Drawing on my experience of writing haiku, which according to Tricycle, is “the most popular form of poetry in the world,” I proposed a haiku contest with the following rules:

Name of the place, either in the #haiku or title (yeah, I know)
17 syllables
A turn of thought.
The winner from each parish receives USD 50

In my enthusiasm , I omitted the seasonal reference that traditional Japanese haiku usually contain. I reasoned that we only have two seasons in the Caribbean, a dry and a wet season, and I wanted to highlight our waterways.

I was misguided.

A pearl of ancient wisdom is buried in traditional Japanese haiku, which is a meditation on time and space. It’s a way of paying attention to the planets, seasons, the earth, holidays, plants, and animals. And as Simone Weil notes, “Attention, taken to its highest degree, is the same thing as prayer. It presupposes faith and love.”

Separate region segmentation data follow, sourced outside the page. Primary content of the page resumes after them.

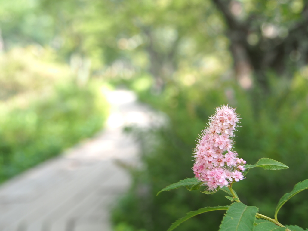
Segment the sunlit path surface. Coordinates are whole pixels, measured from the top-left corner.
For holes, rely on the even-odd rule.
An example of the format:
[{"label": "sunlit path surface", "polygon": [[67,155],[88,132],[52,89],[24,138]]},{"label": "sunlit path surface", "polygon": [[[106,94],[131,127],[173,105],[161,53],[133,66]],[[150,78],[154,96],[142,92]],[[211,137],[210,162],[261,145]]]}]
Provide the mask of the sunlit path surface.
[{"label": "sunlit path surface", "polygon": [[103,132],[0,186],[0,230],[111,230],[108,211],[130,180],[115,160],[138,162],[138,145],[122,128],[162,117],[132,92],[105,94],[111,114]]}]

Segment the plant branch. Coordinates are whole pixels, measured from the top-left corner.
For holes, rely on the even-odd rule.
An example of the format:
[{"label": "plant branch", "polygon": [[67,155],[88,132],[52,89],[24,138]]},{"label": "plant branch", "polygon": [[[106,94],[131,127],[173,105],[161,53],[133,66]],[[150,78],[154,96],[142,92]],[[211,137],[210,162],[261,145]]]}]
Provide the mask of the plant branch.
[{"label": "plant branch", "polygon": [[230,189],[230,192],[231,192],[231,193],[232,194],[232,196],[233,196],[233,197],[234,198],[237,198],[237,200],[236,200],[236,201],[237,202],[241,202],[241,201],[235,195],[235,193],[234,192],[234,191],[233,191],[233,189],[232,188],[232,185],[233,184],[233,183],[234,183],[234,181],[232,181],[232,183],[230,184],[230,187],[229,187],[229,189]]},{"label": "plant branch", "polygon": [[[273,218],[271,218],[270,217],[265,216],[262,214],[257,213],[256,214],[256,217],[257,218],[262,218],[262,219],[265,219],[266,220],[267,220],[267,221],[272,222],[275,225],[277,225],[280,226],[280,227],[282,227],[284,228],[286,228],[285,226],[280,224],[277,220],[276,220],[275,219],[273,219]],[[286,228],[286,231],[291,231],[288,228]]]}]

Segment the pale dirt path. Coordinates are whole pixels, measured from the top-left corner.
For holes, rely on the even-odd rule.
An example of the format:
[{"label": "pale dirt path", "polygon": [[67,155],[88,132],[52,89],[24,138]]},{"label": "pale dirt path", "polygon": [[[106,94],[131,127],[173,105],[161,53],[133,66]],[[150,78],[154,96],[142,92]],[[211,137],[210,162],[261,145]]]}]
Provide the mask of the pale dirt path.
[{"label": "pale dirt path", "polygon": [[163,117],[131,91],[106,94],[111,114],[103,132],[0,186],[0,231],[111,230],[109,211],[131,182],[115,160],[138,162],[138,146],[122,128]]}]

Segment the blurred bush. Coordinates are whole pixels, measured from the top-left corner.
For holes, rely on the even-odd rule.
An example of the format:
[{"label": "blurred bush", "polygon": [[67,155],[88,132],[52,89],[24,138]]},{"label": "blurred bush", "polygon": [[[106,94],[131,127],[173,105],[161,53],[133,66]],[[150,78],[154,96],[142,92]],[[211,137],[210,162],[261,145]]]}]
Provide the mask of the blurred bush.
[{"label": "blurred bush", "polygon": [[[308,178],[308,80],[304,74],[297,73],[287,84],[269,73],[272,93],[257,97],[257,87],[246,91],[221,78],[209,83],[209,87],[201,79],[189,87],[178,81],[171,83],[159,95],[139,91],[140,98],[166,112],[171,123],[159,129],[131,129],[142,144],[144,165],[132,173],[133,185],[114,211],[115,230],[166,230],[189,211],[229,204],[221,192],[208,195],[180,188],[156,195],[169,184],[193,177],[191,168],[195,140],[215,108],[223,104],[237,107],[242,118],[234,137],[241,157],[251,164],[260,158],[271,158],[290,167],[267,172],[254,169],[247,179],[235,184],[243,203],[259,206],[261,213],[273,217],[280,197]],[[307,196],[303,192],[290,200],[282,208],[280,221],[308,227]],[[217,230],[223,213],[199,215],[177,230]]]},{"label": "blurred bush", "polygon": [[0,182],[93,135],[106,118],[100,83],[79,85],[55,58],[33,47],[0,58]]}]

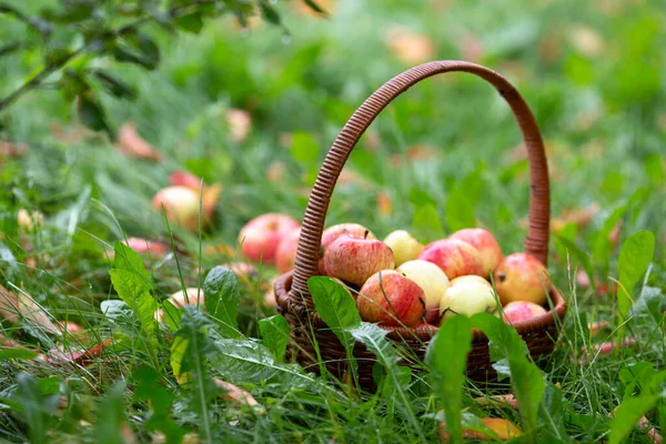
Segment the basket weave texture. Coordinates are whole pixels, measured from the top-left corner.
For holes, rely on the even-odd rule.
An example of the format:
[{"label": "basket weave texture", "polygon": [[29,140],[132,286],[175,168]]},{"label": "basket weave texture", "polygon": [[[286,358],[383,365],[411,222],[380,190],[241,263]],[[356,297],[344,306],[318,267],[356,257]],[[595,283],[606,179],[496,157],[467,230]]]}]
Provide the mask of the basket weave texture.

So here is my revised proposal:

17 syllables.
Season or seasonal words like “mango blossoms” or “guinep.”
Name of the place either in the haiku or title. I’m sticking with this because many of us don’t know a lot about our island.
A turn of thought.

No entry fee.
Open to anyone who has never published anything.
Best entry from the parish of residence
The judges, ideally from each parish, will select the best entry from the parish where they live. The judges would also have the latitude to ignore the seasonal word. What matters is the skill of the poet in recording a fleeting moment in the natural world--critics, like me, be damned. The judge’s decision is final.
The winners would receive USD 100.

I’d love for Isis-Semaj-Hall’s suggestion to be implemented, “I support this. And it would be good to see CatherinesPeak, Wata, Island Mist, Life Span, 876 Blue Mountain, or any other Jamaican water brands come on board to support/educate consumers/ citizens too.”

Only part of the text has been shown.